Japanese studio Nendo has redesigned the humble chopstick, creating six new versions including one with a profile that looks like a flower (+ slideshow).
Nendo collaborated with a traditional manufacturer of lacquered chopsticks from the town of Obama in Japan’s Fukui Prefecture to produce a range of contemporary designs that provide novel twists on the style, materials and functionality of the ubiquitous product.
“Obama’s lacquered chopsticks have been recognised as the hardest and most beautiful of Japanese lacquer chopsticks since the seventeenth century, when they became known as ‘Wakasa-nuri’,” said the designers.
“We designed new chopsticks in collaboration with Hashikura Matsukan, a manufacturer who continues Obama’s traditional manufacturing techniques today.”
The Hanataba chopsticks feature grooves in the broader end that increase the surface area and improve grip. The grooves create a shape on the end that resembles a flower and can be painted different colours.
The tips of the Jikaoki chopsticks are carved to a thin point so they avoid touching the surface when placed on the table.
Instead of applying pattern to the surface of the chopsticks, the Sukima design creates the shape of playing card suits in a gap between the sticks.
The wood is carved into different shapes that produce the negative form of hearts, clubs, diamonds and spades when the sticks are placed next to each other. An aluminium core is embedded inside the wood to compensate for the weakness created by the carving.
A gap in one side of the square-shaped Kamiai chopsticks enables the two pieces to snap together when not in use.
Magnets placed on the outside of the sticks hold them in place but stop them sticking together while eating.
The traditional udukuri process of carving away the surface of wood with a wire brush to reveal the grain, lacquering them and polishing them again to show the lacquer embedded in the grain was used to create a set of chopsticks with the same name.
A simple twist carved into the end of the Rassen chopsticks, produced using a combination of a computer-controlled milling machine and handcrafted processes, enables the two pieces to slot together as one piece.
All of the designs will be sold exclusively at Seibu departments stores in Japan from spring 2014.
Photography is by Akihiro Yoshida.
Here are some more details about the project from Nendo:
New chopsticks for Hashikura Matsukan who continues traditional manufacturing techniques known as “Wakasa-nuri”

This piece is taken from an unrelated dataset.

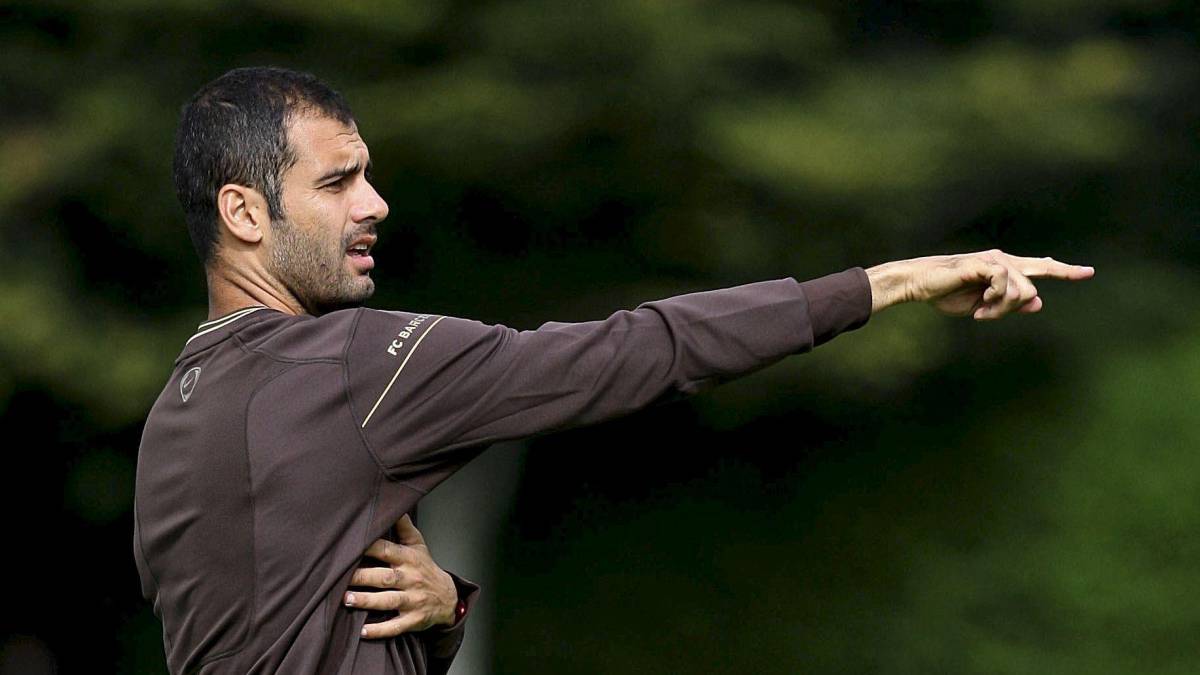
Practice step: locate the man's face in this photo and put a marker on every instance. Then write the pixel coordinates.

For four centuries, the town of Obama in Fukui Prefecture, Japan, has manufactured lacquered chopsticks. Obama’s lacquered chopsticks have been recognised as the hardest and most beautiful of Japanese lacquer chopsticks since the seventeenth century, when they became known as ‘Wakasa-nuri’. We designed new chopsticks in collaboration with Hashikura Matsukan, a manufacturer who continues Obama’s traditional manufacturing techniques today.
Hanataba
Round chopsticks are slippery to use, but overly square-cornered ones aren’t as comfortable to hold. We explored ways of increasing the surface area of chopsticks in the hand, as a way of improving holding comfort, and discovered the natural form of the pleated cross-section.
When viewed as a cross-section, the chopsticks look like flowers, so a bunch of chopsticks kept together into a cup turns into a ‘bouquet’.
Jikaoki
The firm’s expert artisans carefully carved away the chopsticks’ tips to fine points, so that they float above the tabletop when the chopsticks are laid down for cleanliness, even without chopstick rests.
Sukima
The world is full of patterned chopsticks, so we wondered if it wouldn’t be possible to create pattern in the space between the chopsticks. We came up with four patterns: hearts, diamonds, clubs and spades. The two chopsticks are carved into different shapes for all patterns but the diamonds, but it’s possible to use one of the diamond chopsticks as the top chopstick with a spade, or the bottom chopstick with a heart, for a total of four different patterns from the four different chopstick pairs.
The carving made the chopsticks so thin that they weren’t strong enough with wood alone, so we embedded a carved aluminum core in the wood to solve the problem.
Kamiai
We put a gap on one of the four sides of the square shaped chopstick,and embedded a magnet, so that the two would snap together in one piece when they are flipped and fitted to each other.
We placed the magnets towards the outside of each chopstick, so that the chopsticks don’t come together accidentally while someone is using them to eat.
Udukuri
We used the udukuri process, in which the wood surface is carved away with a metal brush, leaving only the hard wood grain, then lacquered the chopsticks and polished them again to bring out the wood grain as pattern.
The traditional technique, in which materials clamshells, eggshells and gold leaf are applied with the lacquer then polished away to reveal a pattern is known as ‘togidashi’ (literally ‘to polish and show’), and is particular to Wakasa-nuri. Unlike patterns drawn by hand, this combination of processes allows patterns from nature to appear organically.
Rassen
Chopsticks ordinarily come in pairs, but the rassen chopsticks are a single unit.
They’re separated into two for eating, then rejoined into one form when not in use. We used the artisans’ hand skills and a multi-axis CNC miller to create these unusual chopsticks.